I can haz skype - Wolfs Ghost - 03-09-2010

[7:58:26 PM] Mr. Morgan: I mean, imagine how much time it would save if you could mount missiles and bombs on a 747. Shoot down aircraft and carpet bomb your favorite third-world country, all while transporting passengers in the greatest of comfort.
[7:59:22 PM] Nero: Plus they get a nice fireworks show.
[8:00:35 PM] Mr. Morgan: See? Everybody wins! Why hadn't the military thought of this?
[8:02:20 PM] Mr. Morgan: I suppose it would suck when you get to the airport, though.

"I'm sorry sir, you can't check in your bag. We're only allowing carry-ons for this flight, owing to the cruise missile stored in the plane's hold.
[8:03:04 PM] Jake (Thexare): "While we appreciate your enthusiastic support of our war effort, you may not bring your own grenades."
[8:05:54 PM] Captain Anderson: XDD
[8:07:01 PM] Nero: I vote Thex in for Dept. of Defense.
[8:07:10 PM] Mr. Morgan: It was my idea!
[8:07:22 PM] Nero: My Vote Stands.
[8:07:27 PM] Nero: XD
[8:07:31 PM] Mr. Morgan: Bull****. Democracy doesn't work.
[8:07:33 PM] Mr. Morgan::D
[8:07:43 PM] Nero: You can be President of the FAA
[8:08:36 PM] Jake (Thexare): maybe he'd keep the kids out of the damn air traffic control towers
[8:08:56 PM] Mr. Morgan: "While some have questioned Thacker's contraversial Cruise Missile policy on civilian aircraft, he was quoted as saying "**** you, I like explosions."
[8:09:18 PM] Captain Anderson: I'm quoting that.
[8:09:20 PM] Mr. Morgan: Who's bright idea was it to let a kid in the control tower, anyway?
[8:09:30 PM] Jake (Thexare): the dumbass that was supposed to be working there.
[8:09:32 PM] Captain Anderson: and done.
[8:09:38 PM] Nero: "He then went on to earn an approval rating of 99%"
[8:10:36 PM] Mr. Morgan: Did you ICHS that?
[8:11:24 PM] Mr. Morgan: No, you didn't..... where did you quote it, then?
[8:11:46 PM] Nero: He put it on his wall.
[8:11:51 PM] Captain Anderson: Yes.
[8:11:57 PM] Captain Anderson: In glittery blue ink.
[8:11:58 PM] Nero: So now you can be with him... Foreeevvvvveeerrrrr.
[8:12:00 PM] Captain Anderson: D:
[8:13:24 PM] Mr. Morgan: Fine, I'm ICHSing it, then.

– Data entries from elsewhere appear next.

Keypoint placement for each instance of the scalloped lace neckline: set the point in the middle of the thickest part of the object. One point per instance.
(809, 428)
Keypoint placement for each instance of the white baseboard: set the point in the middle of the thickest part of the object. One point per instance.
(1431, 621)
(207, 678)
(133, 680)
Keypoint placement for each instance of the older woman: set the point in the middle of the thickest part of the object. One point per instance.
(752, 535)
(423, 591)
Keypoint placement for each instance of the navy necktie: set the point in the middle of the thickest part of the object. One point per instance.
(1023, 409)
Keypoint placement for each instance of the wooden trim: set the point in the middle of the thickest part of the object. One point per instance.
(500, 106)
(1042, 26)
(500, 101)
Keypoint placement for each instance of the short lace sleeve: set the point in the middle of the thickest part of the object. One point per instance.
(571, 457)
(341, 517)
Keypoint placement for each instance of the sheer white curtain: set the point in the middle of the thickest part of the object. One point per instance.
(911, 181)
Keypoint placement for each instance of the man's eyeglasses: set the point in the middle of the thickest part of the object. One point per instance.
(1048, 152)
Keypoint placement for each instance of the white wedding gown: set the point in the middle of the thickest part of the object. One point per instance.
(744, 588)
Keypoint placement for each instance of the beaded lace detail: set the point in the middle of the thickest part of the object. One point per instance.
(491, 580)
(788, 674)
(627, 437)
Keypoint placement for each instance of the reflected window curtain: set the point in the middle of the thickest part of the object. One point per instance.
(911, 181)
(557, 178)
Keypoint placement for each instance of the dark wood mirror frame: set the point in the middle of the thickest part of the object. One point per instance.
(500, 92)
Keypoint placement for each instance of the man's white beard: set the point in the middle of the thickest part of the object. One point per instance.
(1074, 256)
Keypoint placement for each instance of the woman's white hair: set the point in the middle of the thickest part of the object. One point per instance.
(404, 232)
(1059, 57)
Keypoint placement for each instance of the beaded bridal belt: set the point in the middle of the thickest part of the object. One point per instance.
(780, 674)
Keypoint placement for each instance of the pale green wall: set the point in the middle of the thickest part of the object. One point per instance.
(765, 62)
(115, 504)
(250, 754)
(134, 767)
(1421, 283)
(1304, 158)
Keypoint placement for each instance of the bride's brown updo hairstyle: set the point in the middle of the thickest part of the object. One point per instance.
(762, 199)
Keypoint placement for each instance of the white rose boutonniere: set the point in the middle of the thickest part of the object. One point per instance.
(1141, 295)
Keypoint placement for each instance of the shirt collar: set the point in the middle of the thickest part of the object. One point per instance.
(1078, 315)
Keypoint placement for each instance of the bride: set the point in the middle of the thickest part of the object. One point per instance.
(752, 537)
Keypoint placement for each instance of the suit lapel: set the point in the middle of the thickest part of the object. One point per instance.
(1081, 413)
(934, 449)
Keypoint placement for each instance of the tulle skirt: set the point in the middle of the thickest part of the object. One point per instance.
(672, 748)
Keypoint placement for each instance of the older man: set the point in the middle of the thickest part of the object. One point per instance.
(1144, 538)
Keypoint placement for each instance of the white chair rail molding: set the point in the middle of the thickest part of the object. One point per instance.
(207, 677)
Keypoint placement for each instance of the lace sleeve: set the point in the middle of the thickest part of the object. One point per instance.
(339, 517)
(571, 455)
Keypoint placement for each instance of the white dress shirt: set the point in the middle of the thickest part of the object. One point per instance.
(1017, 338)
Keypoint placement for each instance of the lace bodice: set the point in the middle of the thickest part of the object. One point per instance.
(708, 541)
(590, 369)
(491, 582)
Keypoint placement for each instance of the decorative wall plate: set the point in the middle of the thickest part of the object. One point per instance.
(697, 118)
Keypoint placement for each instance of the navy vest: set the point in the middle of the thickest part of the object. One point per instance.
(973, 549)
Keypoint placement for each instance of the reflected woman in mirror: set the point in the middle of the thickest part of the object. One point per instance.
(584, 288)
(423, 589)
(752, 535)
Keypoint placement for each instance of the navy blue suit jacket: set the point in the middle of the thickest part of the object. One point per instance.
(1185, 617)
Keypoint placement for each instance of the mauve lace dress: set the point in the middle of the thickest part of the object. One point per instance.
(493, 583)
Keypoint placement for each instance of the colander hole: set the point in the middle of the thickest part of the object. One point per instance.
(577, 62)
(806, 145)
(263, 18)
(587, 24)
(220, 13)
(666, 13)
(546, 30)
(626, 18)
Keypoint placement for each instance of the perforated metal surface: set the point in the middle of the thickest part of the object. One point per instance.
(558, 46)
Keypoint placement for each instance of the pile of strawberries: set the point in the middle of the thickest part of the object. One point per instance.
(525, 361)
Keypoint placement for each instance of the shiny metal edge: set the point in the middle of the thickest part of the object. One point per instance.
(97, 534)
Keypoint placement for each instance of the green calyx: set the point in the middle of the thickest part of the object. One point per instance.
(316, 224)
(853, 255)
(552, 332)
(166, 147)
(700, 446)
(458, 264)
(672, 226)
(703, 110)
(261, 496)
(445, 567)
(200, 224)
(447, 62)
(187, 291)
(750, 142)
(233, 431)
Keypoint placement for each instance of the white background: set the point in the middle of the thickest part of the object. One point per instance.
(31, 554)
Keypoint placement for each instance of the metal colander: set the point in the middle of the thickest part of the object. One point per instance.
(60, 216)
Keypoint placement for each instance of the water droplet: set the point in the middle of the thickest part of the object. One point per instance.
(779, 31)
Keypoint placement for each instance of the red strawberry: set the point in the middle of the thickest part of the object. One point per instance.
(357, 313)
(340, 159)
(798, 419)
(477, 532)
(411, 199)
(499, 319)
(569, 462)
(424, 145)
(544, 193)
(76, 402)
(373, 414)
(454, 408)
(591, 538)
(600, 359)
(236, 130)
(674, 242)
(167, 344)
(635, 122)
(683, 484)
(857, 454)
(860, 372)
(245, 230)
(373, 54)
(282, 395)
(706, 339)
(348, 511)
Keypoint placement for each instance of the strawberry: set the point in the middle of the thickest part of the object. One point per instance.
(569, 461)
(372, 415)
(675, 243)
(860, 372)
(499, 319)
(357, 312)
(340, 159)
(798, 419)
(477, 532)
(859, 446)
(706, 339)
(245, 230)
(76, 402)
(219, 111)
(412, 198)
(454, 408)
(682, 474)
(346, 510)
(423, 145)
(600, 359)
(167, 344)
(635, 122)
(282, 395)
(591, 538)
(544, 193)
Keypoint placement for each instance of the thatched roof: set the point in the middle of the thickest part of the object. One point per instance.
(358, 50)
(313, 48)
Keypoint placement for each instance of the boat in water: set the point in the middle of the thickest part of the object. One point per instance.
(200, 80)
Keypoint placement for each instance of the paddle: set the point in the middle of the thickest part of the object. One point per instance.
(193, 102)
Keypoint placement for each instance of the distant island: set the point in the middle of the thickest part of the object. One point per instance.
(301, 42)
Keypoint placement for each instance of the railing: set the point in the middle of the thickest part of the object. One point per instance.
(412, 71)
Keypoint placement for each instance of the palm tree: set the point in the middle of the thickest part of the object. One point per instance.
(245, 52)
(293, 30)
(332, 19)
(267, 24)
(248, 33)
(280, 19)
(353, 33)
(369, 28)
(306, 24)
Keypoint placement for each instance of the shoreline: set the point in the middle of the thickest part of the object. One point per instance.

[8:13:42 PM] Captain Anderson: Lmfao.
[8:14:11 PM] Nero: ICHSing... Yourself..?
[8:14:20 PM] Mr. Morgan: Fine, somebody else do it, then.
[8:14:22 PM] Captain Anderson: He's badass enough to do.
[8:14:39 PM] Nero: I'll do eet.
[8:14:40 PM] Mr. Morgan: Even censored, I"m not sure the "**** you" part will go over well.